Seasickness may hit one person hard, while others don’t feel a thing. So what’s the deal?
“There’s no way to prevent motion sickness 100 percent,” says Dr. Art Diskin, Royal Caribbean Cruises Ltd. Global Chief Medical Officer. But will it ruin your cruise? Not likely. “Most new cruisers have no problems with seasickness on our ships, due to their size, navigational avoidance of storms, and stabilizers,” he explains.
Before we get to the specifics, a breakdown: Motion sickness occurs when what you see conflicts with what your inner ear senses. In other words, if you’re sitting in a car (not moving) but your inner ear detects movement (the car just hit 70 mph on the highway), the two signals being sent to your brain don’t match. Those mixed signals confuse the brain, and the resulting sensations and symptoms (dizziness, nausea) are the result.

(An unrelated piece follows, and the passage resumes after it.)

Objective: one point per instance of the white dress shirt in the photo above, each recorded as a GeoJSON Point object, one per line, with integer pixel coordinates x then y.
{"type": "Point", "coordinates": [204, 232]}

Not sure if you’re prone? Try booking a day trip on an open-ocean sport fishing boat, Dr. Diskin advises. If it turns out you’re prone, don’t distress. Look for larger ships that cruise in good climates. (Think island-hopping in the Caribbean.)
And consult your doctor before you board. “The medications are tried and true,” Dr. Diskin says, of options like Dramamine and meclizine. Scopolamine patches, placed behind the ear before departure, may also help, along with acupressure wristbands, which stimulate a pressure point that can relieve nausea.
For some, a few sips of ginger ale or chewing fresh ginger will do the trick. Cruisers with mild cases may just need a quick walk-about, Dr. Diskin says: “Go out on deck, stand at the center of the ship, and take some nice deep breaths while focusing on the horizon.”
And note that those “stabilizers” Dr. Diskin mentioned above are helping. Built off a ship’s port and starboard sides along the water line, they reduce side-to-side motion for a smoother ride, which helps cut down on feelings of seasickness. But what if there are rough waters ahead? Not to worry, the captain will simply steer clear.